Le pavillon dit « de l’Aurore » est installé dans les jardins du palais[2]. Ce « petit » pavillon de jardin est situé en hauteur, compte-tenu du différentiel d’altitude sur la colline. On y grimpe par un bel escalier en colimaçon qui débouche sur un jardin suspendu agrémenté d’une verte pelouse, d’une fontaine et de grands arbres. A son extrémité, le pavillon est composé d’un salon central, tournant le dos à la rue et ouvert sur le jardin, flanqué d’une salle en avancée à chacune de ses extrémités. La façade du salon est composée comme un arc de triomphe : haute porte centrale surmontée d’un arc en plein cintre supporté par des colonnes, séparé par des pilastres des deux portes latérales, plus basses, couvertes de linteaux droits. Au-dessus de ces portes latérales, l'architecte Vasanzio a intégré des parois de sarcophages romains des IIe et IIIe siècles illustrant des récits mythologiques. Sur le plafond du pavillon central, on peut observer la fresque de Guido Reni « Apollon guidant le char du Soleil et précédé d'Aurore » (1614 / 1616) que Stendhal considérait comme « la plus intelligible des fresques » [3] à condition d’avoir un miroir pour pouvoir la regarder aisément, sinon torticolis garanti ! Apollon, enveloppé de nuages et drapé d’un manteau gonflé par le vent, conduit le char du soleil tiré par quatre chevaux, soleil qui apporte progressivement la lumière du jour. L'Aurore précède le char du soleil, toute nimbée de lumière.

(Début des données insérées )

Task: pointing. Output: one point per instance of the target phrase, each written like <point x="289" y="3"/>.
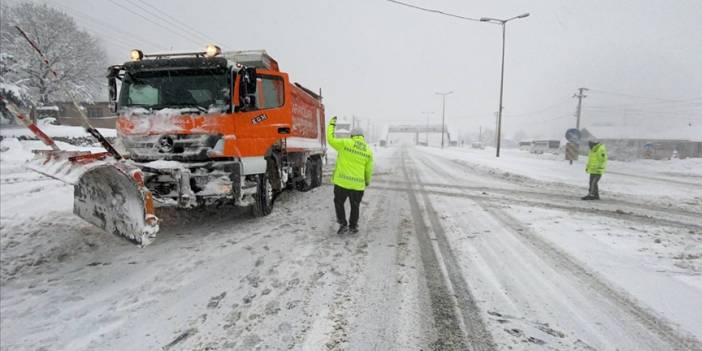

« L’Aurore avec ses doigts de rose, précédant le char du soleil entouré des douze heures, précédée elle-même par un petit génie, tenant une torche qui représente le crépuscule, ou, si vous voulez, la belle étoile matinière. Rien de mieux inventé, de plus gracieux, de plus léger, ni de mieux dessiné ; c’est un incanto »[4].
C’est joli, coloré, dynamique, en un mot, élégant, comme un bel exercice de style mais cela me laisse assez froid ! Comme si la révolution picturale du Caravage (1571 / 1610) n’avait pas eu lieu, comme si l’on s’acheminait avec cette fresque vers le classicisme puis l’académisme. Les autres pièces du Casino, qui ne se visitent pas sauf rarissimes exceptions, contiendraient une collection exceptionnelle d’Antiques, de statues et de tableaux.
[1] Comme chacun sait, Mazarin avait accumulé une fortune considérable grâce à ses différentes charges, ses spéculations sur les fonds d’Etat, les monnaies et les fournitures aux armées. C’était, hélas, des pratiques plus que courantes à l’époque… Rappelons toutefois que, par testament, il légua toute sa fortune au Roi !
[2] Via 24 Maggio, n°43. Visite le premier jour du mois entre 10 et 12h et 15 et 17h. Les deux salles latérales peuvent aussi se visiter, sur rendez-vous, hors ouverture publique mensuelle du salon central.